Memory efficiency. If we want to visualize multiple timesteps of data (think of looking at a multiple-exposure photograph of a ball bouncing), it might be more efficient to have a single pipeline with several timesteps worth of data, rather than having either a) several inputs, which are ganged together or b) several copies of the same pipeline, with inputs set to the appropriate timestep. Another thing that would help with memory efficiency is for multiple timesteps to refer to the same connectivity (and point?) arrays. This is more of an implementation issue for readers than for the pipeline, though.

ParaView currently assumes that a given mesh will have attributes for a single time step and that that time step will be one selected from a list of available time steps provided by a source, such as a reader. There is no way for a mesh to indicate that its attributes are interpolated to some time between time steps provided by a source.

Responsibilities of a Filter

  • All filters operate on all input timesteps, unless otherwise restricted.
  • All filters can request that downstream filters provide certain timesteps.
  • All filters must respond to upstream requests for timestep ranges.
  • A filters need not 'care' about time.
    • A filter that does not care about time in its calculation is responsible for applying its operation to appropriate input timesteps, and create data appropriate to satisfy upstream requests for data. If we implement the 'dataset per timestep' approach, in the simplest case, this is simply a matter of applying the filter's operation to each input timestep in turn.
  • Filter must guarantee that its output data is consistent, across timesteps.

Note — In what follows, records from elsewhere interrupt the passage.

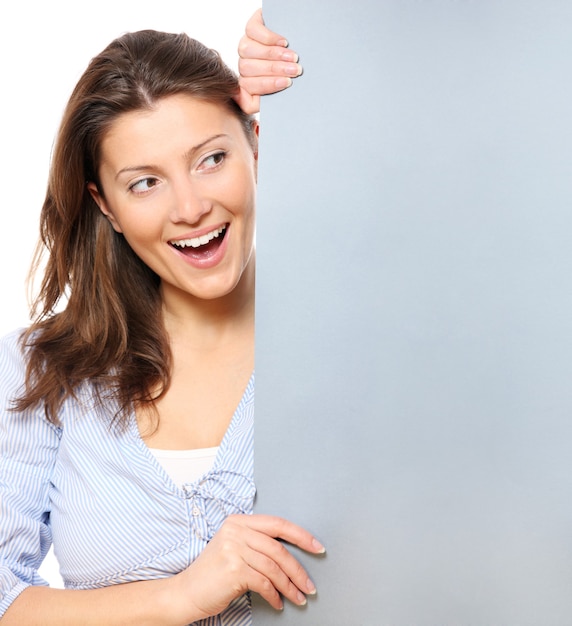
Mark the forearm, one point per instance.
(144, 603)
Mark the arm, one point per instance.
(244, 555)
(266, 64)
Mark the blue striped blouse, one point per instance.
(113, 513)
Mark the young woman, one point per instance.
(126, 422)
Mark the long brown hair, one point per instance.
(110, 332)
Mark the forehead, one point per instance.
(174, 122)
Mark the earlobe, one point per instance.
(255, 138)
(102, 204)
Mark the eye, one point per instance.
(212, 161)
(143, 184)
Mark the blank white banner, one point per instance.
(414, 310)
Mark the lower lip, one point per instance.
(206, 262)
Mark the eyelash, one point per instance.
(219, 157)
(133, 186)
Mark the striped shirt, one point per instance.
(113, 513)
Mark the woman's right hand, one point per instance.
(246, 555)
(266, 64)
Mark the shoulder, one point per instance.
(12, 356)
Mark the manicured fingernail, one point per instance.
(282, 83)
(288, 55)
(293, 69)
(318, 547)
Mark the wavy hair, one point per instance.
(110, 331)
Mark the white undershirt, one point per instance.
(185, 466)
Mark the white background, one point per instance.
(44, 49)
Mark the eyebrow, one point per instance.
(188, 154)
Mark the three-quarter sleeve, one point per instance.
(28, 451)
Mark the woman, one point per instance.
(126, 432)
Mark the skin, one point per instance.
(212, 311)
(201, 176)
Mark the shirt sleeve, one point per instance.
(28, 451)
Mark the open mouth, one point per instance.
(202, 247)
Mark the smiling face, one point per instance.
(179, 181)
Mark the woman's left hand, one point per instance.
(266, 64)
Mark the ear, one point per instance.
(255, 137)
(103, 207)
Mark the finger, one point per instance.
(281, 528)
(260, 86)
(277, 577)
(286, 572)
(247, 102)
(256, 29)
(258, 67)
(251, 49)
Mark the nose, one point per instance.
(189, 201)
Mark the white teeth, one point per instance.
(195, 242)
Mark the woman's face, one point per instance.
(179, 181)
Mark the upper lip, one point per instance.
(193, 238)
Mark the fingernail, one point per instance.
(282, 83)
(293, 69)
(288, 55)
(318, 547)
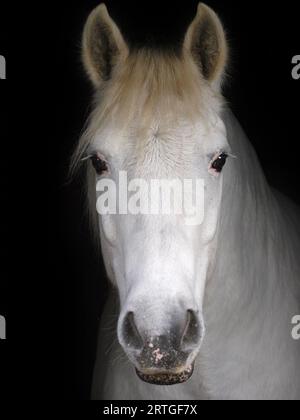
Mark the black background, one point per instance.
(54, 97)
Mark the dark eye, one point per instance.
(219, 163)
(99, 164)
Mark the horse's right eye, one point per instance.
(99, 164)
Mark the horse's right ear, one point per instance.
(103, 45)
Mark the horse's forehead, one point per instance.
(167, 136)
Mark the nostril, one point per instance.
(192, 334)
(131, 335)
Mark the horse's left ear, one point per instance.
(205, 40)
(103, 45)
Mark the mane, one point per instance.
(151, 86)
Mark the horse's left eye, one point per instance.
(99, 164)
(219, 162)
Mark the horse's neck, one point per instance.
(255, 270)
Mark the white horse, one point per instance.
(208, 308)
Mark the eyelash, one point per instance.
(218, 162)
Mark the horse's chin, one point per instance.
(167, 378)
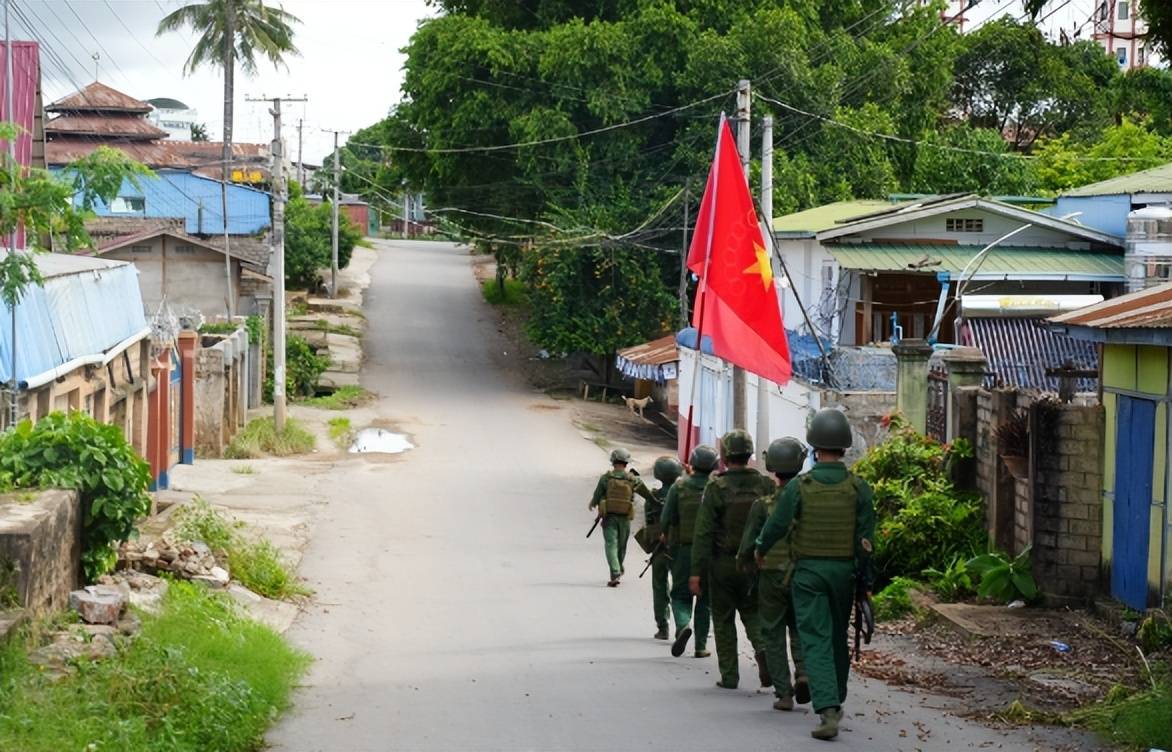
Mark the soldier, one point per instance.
(720, 526)
(832, 517)
(784, 458)
(614, 498)
(679, 519)
(667, 470)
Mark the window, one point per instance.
(959, 224)
(128, 205)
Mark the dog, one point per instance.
(636, 405)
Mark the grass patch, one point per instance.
(199, 676)
(341, 432)
(260, 438)
(512, 295)
(341, 398)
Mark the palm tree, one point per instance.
(232, 31)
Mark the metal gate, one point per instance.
(938, 404)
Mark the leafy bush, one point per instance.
(75, 451)
(259, 438)
(1003, 579)
(199, 676)
(922, 519)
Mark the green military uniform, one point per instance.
(679, 520)
(720, 525)
(614, 498)
(833, 518)
(775, 604)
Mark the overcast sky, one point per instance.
(349, 68)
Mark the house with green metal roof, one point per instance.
(872, 271)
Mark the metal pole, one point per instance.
(333, 267)
(740, 392)
(767, 216)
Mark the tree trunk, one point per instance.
(226, 155)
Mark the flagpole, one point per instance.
(702, 292)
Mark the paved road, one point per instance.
(458, 606)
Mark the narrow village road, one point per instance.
(458, 606)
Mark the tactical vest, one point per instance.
(781, 555)
(740, 492)
(825, 526)
(687, 504)
(620, 490)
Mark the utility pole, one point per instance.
(740, 392)
(278, 240)
(333, 267)
(683, 260)
(767, 211)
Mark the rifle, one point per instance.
(659, 549)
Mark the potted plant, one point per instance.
(1013, 442)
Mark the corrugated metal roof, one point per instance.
(1145, 309)
(86, 307)
(1001, 262)
(103, 125)
(1151, 180)
(1019, 350)
(99, 97)
(819, 218)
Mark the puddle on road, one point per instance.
(380, 441)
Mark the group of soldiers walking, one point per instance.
(786, 551)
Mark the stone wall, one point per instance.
(40, 547)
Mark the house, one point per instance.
(186, 272)
(82, 342)
(1106, 204)
(1135, 333)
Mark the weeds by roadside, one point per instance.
(259, 438)
(341, 398)
(199, 676)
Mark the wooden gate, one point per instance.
(938, 404)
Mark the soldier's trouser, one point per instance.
(731, 592)
(823, 595)
(776, 610)
(615, 532)
(660, 604)
(682, 597)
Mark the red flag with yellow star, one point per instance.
(736, 303)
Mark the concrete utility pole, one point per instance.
(767, 220)
(740, 396)
(278, 241)
(333, 266)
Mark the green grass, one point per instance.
(513, 293)
(341, 432)
(259, 438)
(341, 398)
(199, 676)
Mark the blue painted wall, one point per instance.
(1105, 213)
(176, 193)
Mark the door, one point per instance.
(1135, 449)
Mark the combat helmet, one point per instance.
(703, 458)
(736, 443)
(830, 430)
(667, 469)
(785, 456)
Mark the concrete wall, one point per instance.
(40, 547)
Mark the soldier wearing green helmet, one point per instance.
(666, 470)
(831, 514)
(679, 518)
(720, 526)
(784, 458)
(614, 498)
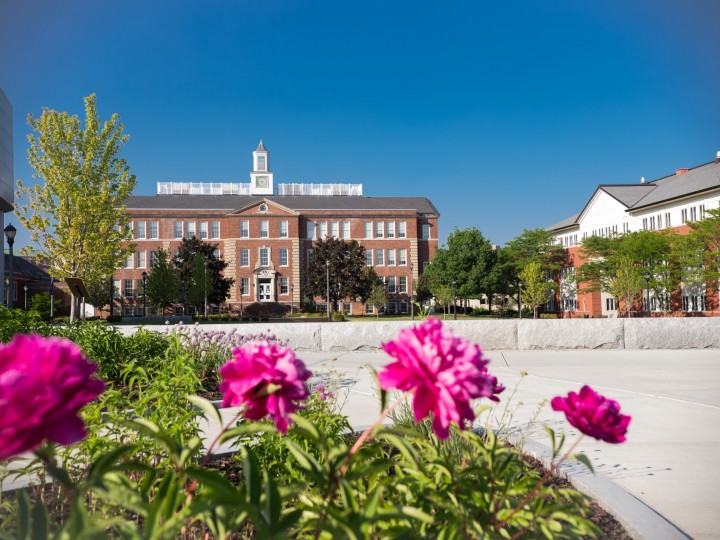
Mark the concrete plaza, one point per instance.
(669, 461)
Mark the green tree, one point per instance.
(200, 286)
(41, 303)
(184, 268)
(702, 249)
(346, 263)
(535, 288)
(378, 298)
(369, 281)
(162, 282)
(468, 259)
(99, 291)
(76, 214)
(626, 281)
(616, 265)
(532, 245)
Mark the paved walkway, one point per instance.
(670, 461)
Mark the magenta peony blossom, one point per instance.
(44, 382)
(444, 373)
(267, 378)
(593, 414)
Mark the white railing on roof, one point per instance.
(202, 188)
(320, 189)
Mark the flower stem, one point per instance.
(540, 482)
(368, 432)
(191, 489)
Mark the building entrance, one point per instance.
(264, 291)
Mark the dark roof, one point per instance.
(24, 269)
(705, 177)
(298, 203)
(698, 179)
(627, 194)
(565, 223)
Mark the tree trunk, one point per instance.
(72, 307)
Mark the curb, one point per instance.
(639, 520)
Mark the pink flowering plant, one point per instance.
(302, 472)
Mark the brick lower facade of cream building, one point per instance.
(266, 235)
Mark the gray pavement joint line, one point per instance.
(504, 359)
(616, 389)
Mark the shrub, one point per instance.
(17, 321)
(140, 472)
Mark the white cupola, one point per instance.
(261, 179)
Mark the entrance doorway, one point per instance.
(264, 291)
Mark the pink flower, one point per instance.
(593, 414)
(267, 378)
(43, 385)
(443, 371)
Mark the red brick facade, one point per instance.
(266, 228)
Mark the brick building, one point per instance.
(266, 233)
(669, 202)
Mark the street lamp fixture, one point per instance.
(412, 306)
(454, 300)
(144, 275)
(520, 299)
(10, 232)
(52, 297)
(327, 282)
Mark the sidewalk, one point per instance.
(670, 458)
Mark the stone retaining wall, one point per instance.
(528, 334)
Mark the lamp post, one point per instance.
(205, 286)
(327, 283)
(412, 306)
(520, 299)
(292, 290)
(144, 275)
(454, 300)
(52, 297)
(10, 235)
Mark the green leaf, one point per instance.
(23, 510)
(307, 462)
(108, 461)
(39, 521)
(209, 410)
(582, 458)
(273, 503)
(253, 479)
(245, 429)
(418, 514)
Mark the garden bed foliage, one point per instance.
(143, 471)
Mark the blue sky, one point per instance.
(505, 114)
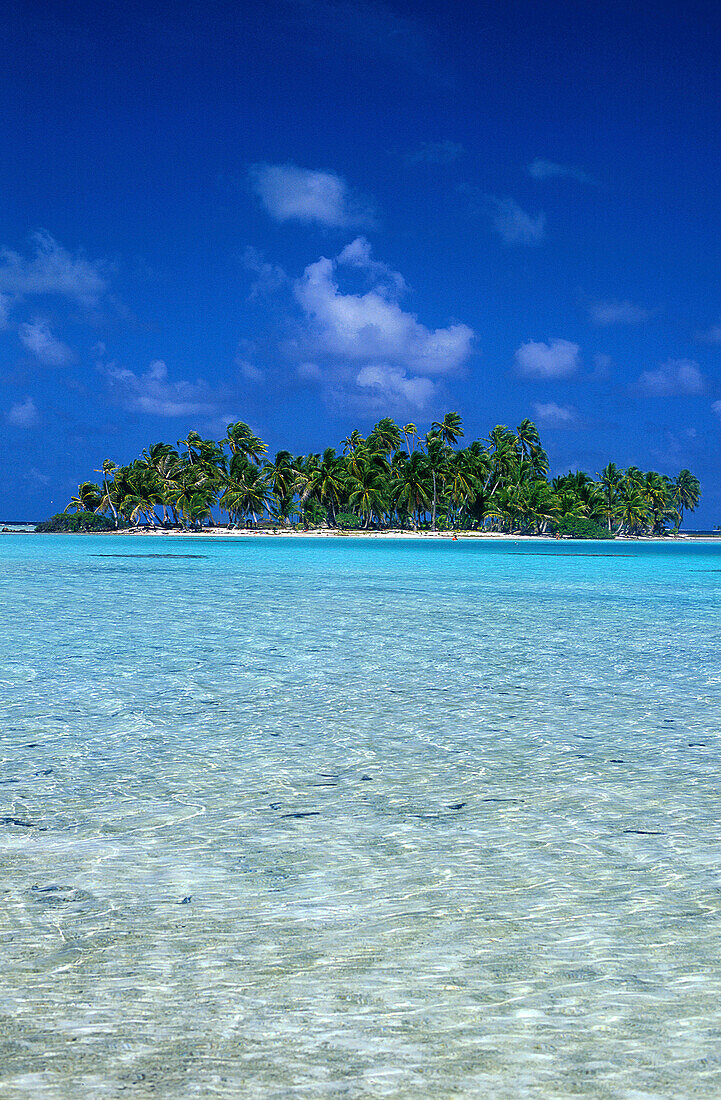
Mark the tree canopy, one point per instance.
(394, 477)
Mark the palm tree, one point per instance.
(413, 488)
(88, 498)
(449, 428)
(241, 440)
(611, 481)
(411, 435)
(686, 493)
(107, 501)
(350, 442)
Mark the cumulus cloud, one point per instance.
(513, 224)
(550, 415)
(37, 338)
(358, 254)
(51, 270)
(435, 152)
(153, 392)
(363, 343)
(548, 169)
(372, 327)
(293, 194)
(674, 376)
(712, 334)
(558, 359)
(618, 312)
(23, 414)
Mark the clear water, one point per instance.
(506, 881)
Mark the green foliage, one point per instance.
(77, 521)
(347, 521)
(582, 527)
(314, 514)
(393, 476)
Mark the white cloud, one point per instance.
(712, 334)
(23, 414)
(372, 328)
(618, 312)
(602, 364)
(393, 386)
(37, 338)
(248, 370)
(358, 254)
(550, 415)
(557, 359)
(361, 345)
(308, 372)
(52, 270)
(269, 277)
(514, 226)
(548, 169)
(154, 394)
(435, 152)
(674, 376)
(293, 194)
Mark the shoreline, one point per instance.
(394, 534)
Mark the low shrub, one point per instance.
(76, 521)
(581, 527)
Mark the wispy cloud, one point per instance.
(37, 338)
(154, 394)
(435, 152)
(324, 198)
(674, 376)
(372, 327)
(549, 169)
(23, 414)
(513, 224)
(618, 312)
(711, 334)
(269, 277)
(52, 270)
(363, 347)
(550, 415)
(558, 359)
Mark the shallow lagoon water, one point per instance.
(359, 818)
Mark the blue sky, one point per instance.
(306, 213)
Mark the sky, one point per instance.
(309, 213)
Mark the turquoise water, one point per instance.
(346, 818)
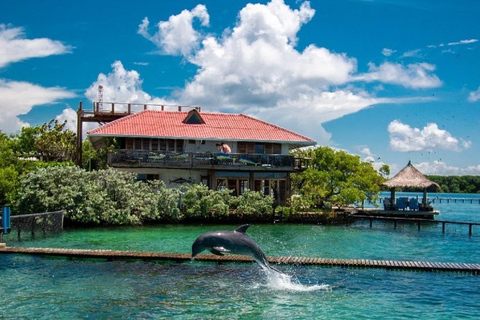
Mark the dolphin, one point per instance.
(230, 242)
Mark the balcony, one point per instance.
(189, 160)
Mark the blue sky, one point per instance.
(390, 81)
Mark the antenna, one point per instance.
(100, 97)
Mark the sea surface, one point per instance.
(34, 287)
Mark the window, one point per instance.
(138, 144)
(129, 143)
(179, 147)
(259, 148)
(145, 144)
(170, 145)
(154, 144)
(163, 145)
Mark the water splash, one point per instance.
(279, 281)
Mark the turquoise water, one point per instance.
(57, 288)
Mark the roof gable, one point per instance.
(193, 117)
(184, 125)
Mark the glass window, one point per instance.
(154, 144)
(259, 148)
(138, 144)
(163, 145)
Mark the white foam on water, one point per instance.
(280, 281)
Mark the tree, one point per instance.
(336, 177)
(55, 143)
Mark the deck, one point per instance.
(188, 160)
(472, 268)
(398, 213)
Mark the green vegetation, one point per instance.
(38, 147)
(335, 178)
(116, 198)
(37, 174)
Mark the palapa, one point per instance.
(410, 177)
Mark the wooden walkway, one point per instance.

Expectations for Downstream Data

  • Data for t[0] and t[1] for the same element can be usefully compared. This item, if it is a requirement, imposes restrictions on what kinds of data can be passed in the pipeline. In particular, if we have a filter that performs some interpolation on element A, can that operation be performed correctly on all timesteps in the data? Are all the elements available at t[0] and t[1], so that we can compare the results of the output filters?